Take a pair of binoculars with you - you can see further and spot what others are doing


----------



## cygnus-x1

Led said:


> Take a pair of binoculars with you - you can see further and spot what others are doing


These are especially handy during the bikini season


----------



## Mullet Breath

Led said:


> Learning to cast 800'+ sinker only and 700' with bait is one thing.
> 
> But it will never make up for watercraft or local knowledge on any stretch of water.
> 
> AI - I wil lfish it one day but at a 7,000+ mile round trip , it's best to know that the bite is on :fishing:


Good point on the local knowledge. To add to that if you are either not able to or don't want to improve your reach past a certain point you should then focus on finding holes and structure that you can reach and fish.
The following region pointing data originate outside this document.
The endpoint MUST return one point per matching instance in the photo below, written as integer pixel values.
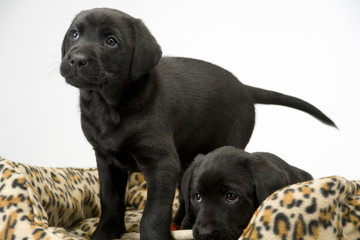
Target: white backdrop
(309, 49)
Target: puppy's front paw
(108, 231)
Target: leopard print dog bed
(63, 203)
(327, 208)
(58, 203)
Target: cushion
(327, 208)
(63, 203)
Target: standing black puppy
(223, 189)
(143, 112)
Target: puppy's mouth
(84, 78)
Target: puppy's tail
(263, 96)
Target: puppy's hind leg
(160, 175)
(113, 180)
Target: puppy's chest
(101, 124)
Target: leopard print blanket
(63, 203)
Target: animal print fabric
(327, 208)
(56, 203)
(63, 203)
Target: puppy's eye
(231, 197)
(198, 197)
(74, 34)
(111, 41)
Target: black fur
(143, 112)
(223, 189)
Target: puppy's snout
(204, 232)
(78, 60)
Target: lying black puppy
(223, 189)
(143, 112)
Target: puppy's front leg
(113, 180)
(161, 175)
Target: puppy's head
(222, 191)
(107, 48)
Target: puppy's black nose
(205, 233)
(78, 60)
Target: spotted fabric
(327, 208)
(63, 203)
(58, 203)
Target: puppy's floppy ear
(147, 51)
(64, 46)
(186, 191)
(267, 177)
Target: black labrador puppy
(223, 189)
(143, 112)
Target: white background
(308, 49)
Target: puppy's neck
(133, 97)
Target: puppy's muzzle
(78, 60)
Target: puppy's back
(295, 174)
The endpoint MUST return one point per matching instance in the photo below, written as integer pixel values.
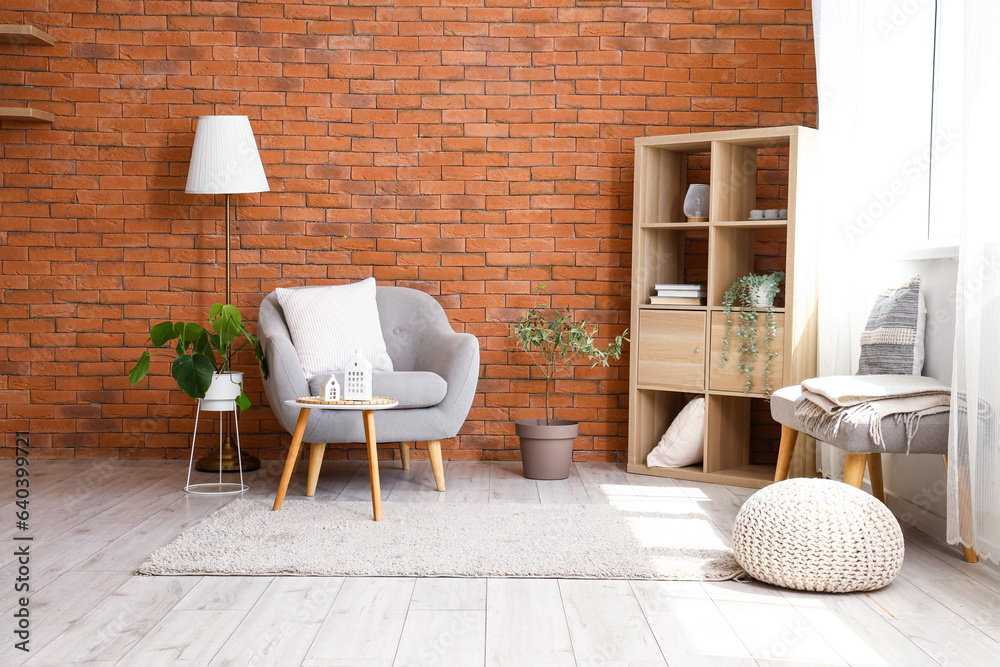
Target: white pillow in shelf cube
(331, 389)
(358, 379)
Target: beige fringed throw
(832, 401)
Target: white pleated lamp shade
(224, 158)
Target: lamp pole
(228, 459)
(225, 160)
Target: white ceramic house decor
(331, 389)
(358, 379)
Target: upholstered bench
(930, 438)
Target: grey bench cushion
(413, 389)
(931, 436)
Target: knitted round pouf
(818, 535)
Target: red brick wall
(468, 151)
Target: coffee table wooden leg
(316, 451)
(369, 417)
(293, 454)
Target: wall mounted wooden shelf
(25, 113)
(675, 350)
(11, 33)
(24, 34)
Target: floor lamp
(225, 161)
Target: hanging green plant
(751, 294)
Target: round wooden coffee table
(367, 408)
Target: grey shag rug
(309, 538)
I know several old timers who can't get over the first bar anymore unless they wade, so they've adapted and fish different spots than they used to, or will wade if there's some support around and the bites really on. But I think a lot of times people skip that part of the spot selection equation, if YOU can't reach it or fish it properly no matter how pretty it is then it's like a pogo stick in quicksand, useless. That's just my opinion though.


----------



## Drumdum

Mullet Breath said:


> Good point on the local knowledge. To add to that if you are either not able to or don't want to improve your reach past a certain point you should then focus on finding holes and structure that you can reach and fish. I know several old timers who can't get over the first bar anymore unless they wade, so they've adapted and fish different spots than they used to, or will wade if there's some support around and the bites really on. But I think a lot of times people skip that part of the spot selection equation, if YOU can't reach it or fish it properly no matter how pretty it is then it's like a pogo stick in quicksand, useless. That's just my opinion though.
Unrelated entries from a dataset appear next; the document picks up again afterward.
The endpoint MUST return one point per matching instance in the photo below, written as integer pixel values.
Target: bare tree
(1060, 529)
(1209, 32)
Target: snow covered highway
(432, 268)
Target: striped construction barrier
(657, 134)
 JMHO,best post so far... I fish with many that cast 8nbait.. Have been for 30plus yrs,and hold my own.. Some, including myself, can hit the hundred yrd barrier,but on avg,cast with a decent bait and 8oz of lead are only around 80yrds tops... Many times fishing for drum and striper wind's in your face and it can be tough to reach 50yrds. IMO,many that can cast far "follow the pack" to catch fish... My son can only cast about 20yrds with 8nbait,30 on a good day.. He's only 10,but has caught his first decent striper out of the surf... Yes,I try to help him with his cast,but I mainly show him things to look for in the surf to find fish... I also show him as many ways to rig terminal tackle,and tie knots that can be trusted as well.. He's starting to pick that up as well as casting.. IMHO,that will serve him better in the long run...

Casting is just one of many tools in catching..jmo


----------



## Mullet Breath

Drumdum said:


> JMHO,best post so far... I fish with many that cast 8nbait.. Have been for 30plus yrs,and hold my own.. Some, including myself, can hit the hundred yrd barrier,but on avg,cast with a decent bait and 8oz of lead are only around 80yrds tops... Many times fishing for drum and striper wind's in your face and it can be tough to reach 50yrds. IMO,many that can cast far "follow the pack" to catch fish... My son can only cast about 20yrds with 8nbait,30 on a good day.. He's only 10,but has caught his first decent striper out of the surf... Yes,I try to help him with his cast,but I mainly show him things to look for in the surf to find fish... I also show him as many ways to rig terminal tackle,and tie knots that can be trusted as well.. He's starting to pick that up as well as casting.. IMHO,that will serve him better in the long run...
> 
> Casting is just one of many tools in catching..jmo


DD I've never fished with you or Tater personally, but have been beside you and not known it until recently. But from what I've read Tater is one lucky kid. My Grandpa taught me a lot of the basics, which have changed a ton(knots, rod lengths, line and such), but his health kept us from going much once I was old enough to drive and really fish hard. I've got two daughters and teaching them to fish really has opened my eyes. It gets you back to the basics, and makes you revisit the fundamentals. I'll see you in about a Month and a half somewhere near Vera Cruz, atleast with in site.


----------